O mandato permitiria às Forças Armadas alemãs o envio de 250 soldados para ajudar no transporte aéreo, na logística e no treinamento. No momento, lá se encontra somente um único oficial em ação. Em breve, deverão juntar-se a ele sete outros militares e seis policiais.

Auslandseinsätze der Bundeswehr UNIFIL Deutschen Fregatte Bayern in den Gewässern vor Beirut Libanon

Navios alemães estão presentes na costa do Líbano

"Nós calculamos que 34 mil soldados participam diretamente das missões", informou o capitão-de-fragata Roland Vogler-Wandler, porta-voz das Forças Armadas no quartel de comando de Potsdam, que coordena as missões pelo mundo. Mesmo assim, a falta de pessoal acontece freqüentemente. "Existe uma grande carência de pessoal especializado, como médicos, pilotos de helicópteros, especialistas em computador e oficiais superiores", comentou.

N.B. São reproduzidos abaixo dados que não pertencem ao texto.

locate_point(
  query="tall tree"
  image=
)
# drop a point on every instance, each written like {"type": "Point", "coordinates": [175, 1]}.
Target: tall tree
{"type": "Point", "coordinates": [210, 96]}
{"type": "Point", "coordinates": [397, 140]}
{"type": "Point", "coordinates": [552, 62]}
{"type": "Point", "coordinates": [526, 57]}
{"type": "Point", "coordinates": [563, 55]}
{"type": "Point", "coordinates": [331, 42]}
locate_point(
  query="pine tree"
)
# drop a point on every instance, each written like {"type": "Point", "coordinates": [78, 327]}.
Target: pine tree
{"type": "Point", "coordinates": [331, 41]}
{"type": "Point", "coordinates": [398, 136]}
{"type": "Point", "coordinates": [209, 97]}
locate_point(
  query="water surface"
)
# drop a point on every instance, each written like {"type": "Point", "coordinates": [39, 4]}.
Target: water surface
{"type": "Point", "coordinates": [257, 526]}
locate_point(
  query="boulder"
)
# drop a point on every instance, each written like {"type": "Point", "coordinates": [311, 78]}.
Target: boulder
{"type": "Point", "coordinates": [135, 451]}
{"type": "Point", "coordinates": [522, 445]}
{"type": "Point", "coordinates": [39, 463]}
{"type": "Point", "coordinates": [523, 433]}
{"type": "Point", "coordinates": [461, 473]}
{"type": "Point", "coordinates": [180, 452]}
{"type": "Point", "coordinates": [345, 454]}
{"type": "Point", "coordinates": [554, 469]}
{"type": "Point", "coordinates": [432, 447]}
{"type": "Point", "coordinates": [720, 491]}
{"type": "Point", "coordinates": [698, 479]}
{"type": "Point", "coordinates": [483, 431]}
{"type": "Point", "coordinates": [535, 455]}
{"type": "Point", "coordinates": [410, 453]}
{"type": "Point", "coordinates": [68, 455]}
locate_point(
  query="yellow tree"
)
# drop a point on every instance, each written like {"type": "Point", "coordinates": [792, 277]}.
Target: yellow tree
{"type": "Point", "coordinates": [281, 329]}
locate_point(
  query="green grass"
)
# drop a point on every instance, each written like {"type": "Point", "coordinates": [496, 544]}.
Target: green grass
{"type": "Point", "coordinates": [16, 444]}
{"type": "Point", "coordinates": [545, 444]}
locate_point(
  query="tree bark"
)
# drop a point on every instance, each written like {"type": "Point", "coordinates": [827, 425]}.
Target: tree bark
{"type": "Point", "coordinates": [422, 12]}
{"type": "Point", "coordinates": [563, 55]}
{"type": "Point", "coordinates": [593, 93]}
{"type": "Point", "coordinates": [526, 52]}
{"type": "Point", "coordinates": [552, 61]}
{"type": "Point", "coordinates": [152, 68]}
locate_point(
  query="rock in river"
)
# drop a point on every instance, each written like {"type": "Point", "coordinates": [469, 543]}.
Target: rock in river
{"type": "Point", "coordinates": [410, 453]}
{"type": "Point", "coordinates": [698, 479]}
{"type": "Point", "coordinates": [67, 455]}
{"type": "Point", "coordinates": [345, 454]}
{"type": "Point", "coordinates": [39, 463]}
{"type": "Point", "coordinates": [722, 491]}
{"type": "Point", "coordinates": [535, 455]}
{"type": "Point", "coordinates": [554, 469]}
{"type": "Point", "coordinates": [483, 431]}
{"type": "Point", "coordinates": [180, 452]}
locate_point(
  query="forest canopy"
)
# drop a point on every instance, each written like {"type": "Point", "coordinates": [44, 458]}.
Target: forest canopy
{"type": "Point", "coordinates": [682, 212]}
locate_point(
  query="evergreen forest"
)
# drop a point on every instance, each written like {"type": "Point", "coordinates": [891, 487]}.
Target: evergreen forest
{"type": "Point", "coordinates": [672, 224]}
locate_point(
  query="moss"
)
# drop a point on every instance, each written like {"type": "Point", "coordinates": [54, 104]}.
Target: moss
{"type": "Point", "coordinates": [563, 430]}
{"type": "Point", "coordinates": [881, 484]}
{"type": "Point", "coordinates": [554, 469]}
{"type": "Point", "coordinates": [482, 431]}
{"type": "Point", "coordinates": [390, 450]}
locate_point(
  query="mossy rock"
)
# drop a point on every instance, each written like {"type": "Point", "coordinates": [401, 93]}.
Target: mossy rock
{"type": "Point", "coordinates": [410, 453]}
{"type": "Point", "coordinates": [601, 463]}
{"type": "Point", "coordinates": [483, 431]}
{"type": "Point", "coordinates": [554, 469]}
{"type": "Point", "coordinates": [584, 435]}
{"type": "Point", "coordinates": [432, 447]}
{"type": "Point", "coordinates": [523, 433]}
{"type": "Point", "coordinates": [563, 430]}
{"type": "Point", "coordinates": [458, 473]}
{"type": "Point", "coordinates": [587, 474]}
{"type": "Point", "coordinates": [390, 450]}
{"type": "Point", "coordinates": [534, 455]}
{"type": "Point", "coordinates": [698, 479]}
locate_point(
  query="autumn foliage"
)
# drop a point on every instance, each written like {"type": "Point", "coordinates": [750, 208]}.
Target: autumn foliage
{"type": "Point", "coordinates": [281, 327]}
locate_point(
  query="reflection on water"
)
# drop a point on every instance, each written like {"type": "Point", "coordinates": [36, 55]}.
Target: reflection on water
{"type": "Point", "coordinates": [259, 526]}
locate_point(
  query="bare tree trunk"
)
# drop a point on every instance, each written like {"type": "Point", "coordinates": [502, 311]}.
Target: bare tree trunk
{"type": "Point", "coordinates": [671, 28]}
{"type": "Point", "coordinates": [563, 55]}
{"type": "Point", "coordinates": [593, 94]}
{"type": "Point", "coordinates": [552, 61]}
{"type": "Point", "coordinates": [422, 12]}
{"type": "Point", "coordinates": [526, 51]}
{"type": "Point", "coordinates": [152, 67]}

A conseqüência desta falta é que os soldados devidamente qualificados têm que permanecer mais tempo ou mais freqüentemente em ação do que o previsto, como assinalou o relatório anual do encarregado federal das Forças Armadas alemãs de 2007.

"Falta crônica de financiamento"

Há muito que as Forças Armadas são afetadas pela falta de equipamento ou por materiais obsoletos. "As Forças Armadas sofrem de falta crônica de financiamento e precisam de mais dinheiro de qualquer maneira." Falta tudo, de camisetas para o clima tropical até automóveis blindados. Soldados no Afeganistão tiveram até mesmo que comprar do próprio bolso equipamentos que precisavam com urgência.

Conta-se que, pelo lado da Marinha, navios foram "canibalizados". "Peças importantes foram retiradas de barcos que retornavam de missões para equipar outros navios antes que partissem para ação."

Na luta contra os piratas, os navios partiriam de qualquer maneira. Mas o que ainda falta é vontade política. Até o final do ano, a atuação de navios de guerra europeus nas costas da Somália deverá ser decidida. A participação da Alemanha exigirá ainda a aprovação do Bundestag.